¿A quién no le gusta descifrar un misterio, o resolver un problema, y llegar a comprender algo? Además del sentido de satisfacción que nos trae usar el intelecto que Dios nos dio, también nos proporciona un sentido de seguridad. Al enfrentarnos una vez más con la misma situación, sabremos ya qué va a pasar y cómo proceder.

Todos buscamos hasta cierto grado esta seguridad y certidumbre. Sin ellas, la vida sería casi imposible. Pero el buscarlas obsesivamente puede indicarnos que no vamos por el mejor camino, sobre todo al tratarse de Dios o los demás.
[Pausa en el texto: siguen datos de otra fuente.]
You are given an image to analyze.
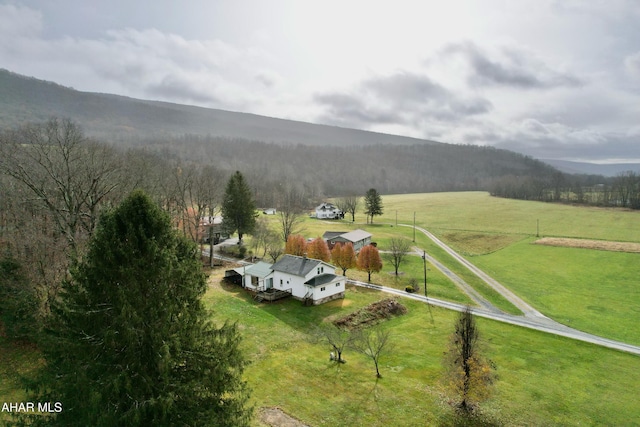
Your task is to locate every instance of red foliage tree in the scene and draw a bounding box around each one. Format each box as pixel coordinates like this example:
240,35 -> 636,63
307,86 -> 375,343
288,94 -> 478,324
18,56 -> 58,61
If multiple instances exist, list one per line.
284,234 -> 307,256
331,243 -> 356,276
356,245 -> 382,282
307,237 -> 331,262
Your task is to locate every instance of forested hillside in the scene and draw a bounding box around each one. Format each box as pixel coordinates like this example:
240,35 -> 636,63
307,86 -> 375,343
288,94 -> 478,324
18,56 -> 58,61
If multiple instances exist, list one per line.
135,135 -> 554,198
0,70 -> 564,199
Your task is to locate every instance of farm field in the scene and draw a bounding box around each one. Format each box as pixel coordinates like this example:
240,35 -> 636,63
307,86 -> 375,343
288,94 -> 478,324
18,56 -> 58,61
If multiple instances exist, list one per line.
0,192 -> 640,427
320,192 -> 640,345
207,277 -> 640,426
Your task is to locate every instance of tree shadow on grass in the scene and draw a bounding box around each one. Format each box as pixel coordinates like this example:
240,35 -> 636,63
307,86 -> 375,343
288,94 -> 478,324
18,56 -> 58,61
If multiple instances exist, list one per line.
332,378 -> 381,426
438,408 -> 504,427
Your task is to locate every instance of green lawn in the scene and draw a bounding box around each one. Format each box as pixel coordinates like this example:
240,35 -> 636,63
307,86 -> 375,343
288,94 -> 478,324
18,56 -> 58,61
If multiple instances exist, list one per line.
471,239 -> 640,345
324,192 -> 640,344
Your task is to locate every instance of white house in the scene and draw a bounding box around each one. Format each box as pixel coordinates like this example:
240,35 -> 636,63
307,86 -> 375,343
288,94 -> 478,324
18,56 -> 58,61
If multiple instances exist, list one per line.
271,255 -> 347,305
322,229 -> 371,252
236,261 -> 273,291
316,202 -> 344,219
225,255 -> 347,305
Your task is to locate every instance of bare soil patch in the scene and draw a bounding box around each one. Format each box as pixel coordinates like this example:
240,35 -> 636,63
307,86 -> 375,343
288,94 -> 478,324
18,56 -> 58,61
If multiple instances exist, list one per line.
333,298 -> 407,330
534,237 -> 640,253
258,408 -> 309,427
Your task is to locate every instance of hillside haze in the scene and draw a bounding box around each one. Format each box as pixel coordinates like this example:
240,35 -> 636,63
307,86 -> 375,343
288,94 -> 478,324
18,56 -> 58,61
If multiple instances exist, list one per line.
0,70 -> 557,199
0,69 -> 436,146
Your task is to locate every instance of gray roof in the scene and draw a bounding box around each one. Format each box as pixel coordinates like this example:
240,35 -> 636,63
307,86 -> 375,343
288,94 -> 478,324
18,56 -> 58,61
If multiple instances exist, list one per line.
271,255 -> 329,277
304,273 -> 342,286
244,261 -> 271,279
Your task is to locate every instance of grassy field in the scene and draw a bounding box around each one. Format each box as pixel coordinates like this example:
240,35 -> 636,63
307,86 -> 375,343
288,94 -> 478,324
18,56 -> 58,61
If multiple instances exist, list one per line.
324,192 -> 640,344
5,192 -> 640,427
207,279 -> 640,426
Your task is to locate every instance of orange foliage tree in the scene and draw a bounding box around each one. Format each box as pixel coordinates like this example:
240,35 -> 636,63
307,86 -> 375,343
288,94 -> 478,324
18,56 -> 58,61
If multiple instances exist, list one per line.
331,243 -> 356,276
356,245 -> 382,282
284,234 -> 307,256
307,237 -> 331,262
Cuando creemos tener a Dios o al prójimo completamente descifrado, entramos en el laberinto de la certidumbre. Es un laberinto labrado por nuestras propias ideas preconcebidas y nuestras expectativas. Absolutamente todo dentro de él es a la medida que nosotros mismos hemos fijado.

En este sitio solitario, las personas e incluso el Dios que encontramos dentro, más que verdaderos, son imagen producida por nosotros mismos que niega su rica realidad y complejidad. Es resultado, quizá, de experimentar un mundo hostil en el que la única manera de sobrevivir es teniendo entendimiento y dominio sobre situaciones y personas.

Claro está que es posible conocer a Dios y conocer a nuestro prójimo hasta cierto grado. Pero es necesario reconocer los límites que tienen nuestro conocimiento y nuestra comprensión. Basta tan solo considerar cuántas veces hemos tenido una idea equivocada de alguien o de Dios mismo. Es por eso que a veces tenemos que dejar atrás la certidumbre, y dejarnos sorprender por Dios y por los demás.